Correspondent
In a curious quirk to Washington's Democratic mayoral primary, defeated incumbent Adrian Fenty has resurfaced as . . . the Republican nominee in the fall campaign for City Hall.
That's right. Fenty, a Democrat who lost Tuesday to D.C. Council President Vincent Gray, won the Republican primary that same night without even trying. Turns out 822 Republican voters wrote-in his name on ballots, making him the nominee since there was no other declared GOP candidate for mayor, according to the
Washington Post.

It is highly unlikely Fenty will take the opportunity for a second-chance campaign. He's a lifelong Democrat who has already endorsed Gray and said he would not accept the GOP nomination or run as an independent. No Republican has come close to winning the mayor's race since this overwhelmingly Democratic city was granted home rule by Congress in the 1970s.
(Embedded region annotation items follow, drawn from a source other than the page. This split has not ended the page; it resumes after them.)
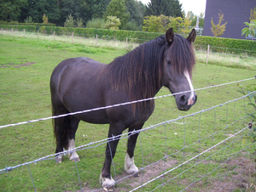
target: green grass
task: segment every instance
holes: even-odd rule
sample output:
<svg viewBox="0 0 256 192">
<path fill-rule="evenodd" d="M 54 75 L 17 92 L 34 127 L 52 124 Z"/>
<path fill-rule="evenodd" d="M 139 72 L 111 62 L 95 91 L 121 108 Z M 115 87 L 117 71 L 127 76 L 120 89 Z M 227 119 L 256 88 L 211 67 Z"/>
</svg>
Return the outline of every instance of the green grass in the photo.
<svg viewBox="0 0 256 192">
<path fill-rule="evenodd" d="M 90 57 L 108 64 L 114 58 L 125 53 L 125 46 L 121 48 L 118 46 L 110 47 L 107 42 L 104 43 L 106 44 L 102 43 L 98 47 L 88 47 L 83 43 L 72 44 L 62 41 L 0 36 L 0 125 L 50 116 L 49 82 L 55 66 L 65 59 L 79 56 Z M 33 64 L 24 65 L 27 63 Z M 23 66 L 20 66 L 22 64 Z M 224 65 L 206 65 L 206 62 L 198 58 L 193 73 L 195 88 L 238 81 L 255 76 L 255 71 L 252 69 Z M 255 83 L 254 81 L 244 82 L 242 84 L 247 86 Z M 241 97 L 241 95 L 237 90 L 237 85 L 235 83 L 197 91 L 198 101 L 196 104 L 186 112 L 179 111 L 176 108 L 173 97 L 158 99 L 155 100 L 155 110 L 145 123 L 144 127 L 192 114 Z M 169 93 L 170 92 L 163 88 L 157 96 Z M 172 167 L 173 167 L 208 149 L 212 144 L 218 144 L 247 125 L 250 119 L 245 118 L 237 121 L 232 126 L 229 126 L 235 120 L 245 116 L 246 113 L 252 112 L 253 109 L 247 103 L 246 99 L 238 100 L 216 110 L 180 120 L 177 123 L 166 123 L 165 126 L 141 133 L 141 143 L 138 140 L 135 150 L 137 166 L 141 168 L 143 165 L 155 162 L 166 153 L 171 155 L 169 160 L 177 161 L 177 163 Z M 183 121 L 185 124 L 183 124 Z M 226 126 L 229 127 L 223 130 Z M 103 139 L 107 137 L 108 131 L 108 125 L 81 122 L 76 134 L 76 145 L 79 146 Z M 213 133 L 215 134 L 210 136 Z M 182 168 L 175 170 L 163 179 L 151 183 L 143 188 L 143 191 L 154 189 L 161 182 L 172 178 L 195 163 L 208 157 L 207 163 L 200 163 L 196 167 L 193 167 L 162 188 L 163 191 L 182 189 L 195 181 L 195 178 L 198 179 L 208 171 L 221 165 L 232 154 L 244 149 L 246 145 L 241 145 L 241 139 L 236 141 L 236 138 L 241 136 L 241 134 L 230 139 L 235 142 L 233 144 L 226 142 L 223 145 L 214 148 L 211 152 L 206 153 L 198 159 L 184 165 Z M 204 138 L 206 137 L 209 138 Z M 0 169 L 33 161 L 54 154 L 55 151 L 50 120 L 3 128 L 0 130 L 0 152 L 2 154 Z M 198 139 L 201 139 L 201 142 L 198 142 Z M 250 144 L 249 141 L 247 144 Z M 181 150 L 184 144 L 188 147 Z M 117 176 L 124 173 L 125 146 L 126 139 L 120 140 L 113 161 Z M 224 151 L 220 150 L 224 146 L 226 149 Z M 78 162 L 77 165 L 82 187 L 100 188 L 98 178 L 104 161 L 104 151 L 105 144 L 96 149 L 78 152 L 81 159 L 81 161 Z M 218 151 L 219 151 L 218 154 L 209 157 Z M 250 151 L 250 149 L 246 150 L 245 153 L 241 153 L 238 156 L 247 158 Z M 65 161 L 59 165 L 55 164 L 54 160 L 29 165 L 36 189 L 38 191 L 76 191 L 79 189 L 75 163 L 69 161 L 67 157 L 64 159 Z M 232 166 L 221 166 L 218 171 L 212 172 L 207 179 L 202 179 L 200 186 L 196 186 L 193 189 L 201 191 L 201 189 L 207 189 L 209 182 L 221 179 L 222 175 L 225 175 L 227 170 L 230 172 L 230 175 L 233 175 L 236 172 L 233 168 Z M 113 176 L 113 171 L 112 172 Z M 140 181 L 141 178 L 135 179 Z M 127 181 L 118 184 L 117 187 L 127 191 L 131 189 L 130 183 L 131 182 L 128 178 Z M 3 191 L 32 191 L 33 185 L 28 167 L 24 166 L 1 174 L 0 186 Z"/>
</svg>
Even so, the idea that Fenty's name could be on the ballot in November -- the Post's information comes from "unofficial results" provided by the D.C. Board of Elections and Ethics -- is an ironic postscript to Fenty's fall from grace. Elected as a an eater young reformer four years ago, he had a string of accomplishments, but his abrasive personality and the perception, fair or not, that he tilted toward white voters in affluent neighborhoods (some of them Republicans) were blamed in part for his downfall.